Cependant les fugitifs marchaient à travers la montagne, les ravins, les fourrés. Lorsqu’ils furent en sûreté, Santo-Riccio renvoya les deux jeunes gens qui devaient le lendemain les rejoindre avec les chevaux auprès du pont d’Ucciani.

Au moment où ils se séparaient, Napoléon s’approcha d’eux.

—Je vais retourner en France, leur dit-il, voulez-vous m’accompagner?
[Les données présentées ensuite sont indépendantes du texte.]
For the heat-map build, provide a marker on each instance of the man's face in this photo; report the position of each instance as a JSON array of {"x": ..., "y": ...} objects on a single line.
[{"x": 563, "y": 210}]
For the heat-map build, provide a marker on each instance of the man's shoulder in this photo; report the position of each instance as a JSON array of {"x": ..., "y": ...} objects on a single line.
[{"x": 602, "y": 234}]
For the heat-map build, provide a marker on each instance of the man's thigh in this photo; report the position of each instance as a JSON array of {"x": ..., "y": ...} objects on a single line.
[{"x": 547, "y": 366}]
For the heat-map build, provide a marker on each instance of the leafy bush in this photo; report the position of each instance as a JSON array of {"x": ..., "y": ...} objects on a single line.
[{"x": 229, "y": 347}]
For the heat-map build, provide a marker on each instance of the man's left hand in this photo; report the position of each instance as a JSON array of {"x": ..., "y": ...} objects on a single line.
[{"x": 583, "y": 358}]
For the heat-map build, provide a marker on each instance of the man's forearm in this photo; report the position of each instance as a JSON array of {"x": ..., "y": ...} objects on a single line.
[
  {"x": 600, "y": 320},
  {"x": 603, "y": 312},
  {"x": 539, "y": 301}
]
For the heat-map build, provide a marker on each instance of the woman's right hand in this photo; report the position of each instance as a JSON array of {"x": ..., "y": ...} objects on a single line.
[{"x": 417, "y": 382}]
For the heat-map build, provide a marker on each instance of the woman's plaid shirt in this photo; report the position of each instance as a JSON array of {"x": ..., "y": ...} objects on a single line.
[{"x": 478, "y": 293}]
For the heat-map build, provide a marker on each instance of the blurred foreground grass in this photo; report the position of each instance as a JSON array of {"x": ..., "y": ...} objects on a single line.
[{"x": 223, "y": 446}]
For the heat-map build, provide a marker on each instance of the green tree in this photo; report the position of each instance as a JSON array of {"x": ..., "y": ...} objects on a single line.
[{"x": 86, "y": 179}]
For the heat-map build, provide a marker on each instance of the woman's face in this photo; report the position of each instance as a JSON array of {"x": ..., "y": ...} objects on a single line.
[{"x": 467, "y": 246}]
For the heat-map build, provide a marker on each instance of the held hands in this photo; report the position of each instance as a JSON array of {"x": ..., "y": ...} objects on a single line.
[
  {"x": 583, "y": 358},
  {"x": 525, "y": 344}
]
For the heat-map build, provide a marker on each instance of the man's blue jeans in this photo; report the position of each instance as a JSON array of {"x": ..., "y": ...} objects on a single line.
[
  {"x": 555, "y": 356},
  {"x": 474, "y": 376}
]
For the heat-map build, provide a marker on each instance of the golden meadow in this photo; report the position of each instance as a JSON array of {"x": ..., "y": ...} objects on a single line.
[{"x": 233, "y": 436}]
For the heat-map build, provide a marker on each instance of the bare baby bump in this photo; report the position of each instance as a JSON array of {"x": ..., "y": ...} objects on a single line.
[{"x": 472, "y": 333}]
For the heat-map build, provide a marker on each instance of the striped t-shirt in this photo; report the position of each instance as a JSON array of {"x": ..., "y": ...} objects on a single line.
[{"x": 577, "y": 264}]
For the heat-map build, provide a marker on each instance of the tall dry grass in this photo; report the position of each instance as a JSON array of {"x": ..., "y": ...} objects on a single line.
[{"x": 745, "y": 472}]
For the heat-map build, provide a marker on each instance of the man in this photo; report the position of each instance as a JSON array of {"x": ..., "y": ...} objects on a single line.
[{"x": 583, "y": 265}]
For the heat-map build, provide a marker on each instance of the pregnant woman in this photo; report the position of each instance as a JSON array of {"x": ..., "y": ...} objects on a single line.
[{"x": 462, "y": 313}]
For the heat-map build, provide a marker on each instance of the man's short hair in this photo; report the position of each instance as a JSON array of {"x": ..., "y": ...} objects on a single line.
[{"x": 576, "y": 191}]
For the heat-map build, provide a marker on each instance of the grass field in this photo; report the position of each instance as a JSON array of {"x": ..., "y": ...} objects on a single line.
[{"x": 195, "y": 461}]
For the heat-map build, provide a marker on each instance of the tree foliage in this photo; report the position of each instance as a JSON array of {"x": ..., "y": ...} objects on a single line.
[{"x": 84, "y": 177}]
Quelle que soit ma fortune, vous la partagerez.

Eux lui répondirent:

—Notre vie est à vous; faites de nous, ici, ce que vous voudrez, mais nous ne quitterons pas notre village.

Ces deux simples et dévoués garçons retournèrent donc à Bocognano chercher les chevaux, tandis que Bonaparte et Santo-Riccio continuaient leur marche au milieu de tous les obstacles qui rendent si durs les voyages dans les pays montagneux et sauvages. Ils s’arrêtèrent en route pour manger un morceau de pain dans la famille Mancini, et parvinrent, le soir, à Ucciani, chez les Pozzoli, partisans des Bonaparte.

Or, le lendemain, quand il s’éveilla, Napoléon vit la maison entourée d’hommes armés. C’étaient tous les parents et les amis de ses hôtes, prêts à l’accompagner comme à mourir pour lui.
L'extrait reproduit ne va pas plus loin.